The TCP/IP suite is the global standard for Internet communications. TCP/IP isn’t a single protocol, but a suite containing dozens of protocols. The name refers to two of the most important protocols in the suite, the Transmission Control Protocol (TCP) and the Internet Protocol (IP). IP provides addresses that make TCP/IP communications routable. This means that all messages transmitted over a TCP/IP network are marked with the IP address of the destination network and station.
TCP is one of the main transport protocols in the suite (the other being UDP). TCP ensures that data arrives at its destination without errors or missing packets.
The TCP/IP suite contains dozens of protocols. Because network services and devices use some of them more than others, you are more likely to encounter them whenever you read about networking. Table 2-1 lists some of the more important protocols in the TCP/IP suite, but it’s by no means complete.
Protocol Name | Function |
---|---|
ARP | Address Resolution Protocol. This protocol matches hardware (MAC) addresses to IP addresses. This protocol is targeted in some of the more technical attacks on Wi-Fi. |
DHCP | Dynamic Host Configuration Protocol. Remote configuration of network addresses on client machines (more detailed description later in this chapter). |
DNS | Domain Name System. References host names to IP addresses. |
FTP | File Transfer Protocol. Describes transferring files between nodes. |
HTTP | Hypertext Transfer Protocol. Used to deliver and read Web pages. |
ICMP | Internet Control Message Protocol.

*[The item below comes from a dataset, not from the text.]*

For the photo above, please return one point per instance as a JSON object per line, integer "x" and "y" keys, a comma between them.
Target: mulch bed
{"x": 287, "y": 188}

Delivers routing control messages. |
UDP | User Datagram Protocol. Connects applications between network hosts. |
All TCP/IP networks, even wireless ones, use a routing technology called packet switching. On a packet-switched network, computers divide data into smaller, individually addressed packets. Because each of these data packets contains a destination address, they can each follow different paths to reach their destination. Contrast this with a circuit-switched network, such as the traditional telephone system, where communications require a dedicated point-to-point connection (see Figure 2-5).
Figure 2-5: Packet switching versus circuit switching
Because users can share bandwidth, rather than each user requiring its own dedicated circuit, a packet-switched network uses network bandwidth more efficiently. IP packets don’t have to arrive at their destination in the correct order. Packets contain sequencing information in their address headers. When they arrive at their destination, the receiving host reassembles the packets into the original message.
As packets move through the network, each successive layer of the TCP/IP model adds its own header information. The network layers encapsulate the data within these successive headers (see Figure 2-6). The headers contain networking instructions and information, including from and to addresses. Encapsulation is analogous to placing the data in an envelope and sending it to its destination. Depending on the destination address and intended program, your computer may encapsulate data within multiple envelopes.
Figure 2-6: Encapsulation within headers
As the encapsulated packet travels to its destination, network layers and services only read the specific header information that instructs them what to do with the packet. As a packet arrives at its destination, each of the headers is stripped away until the data arrives at the destination program. Demultiplexing is the process of encapsulation in reverse.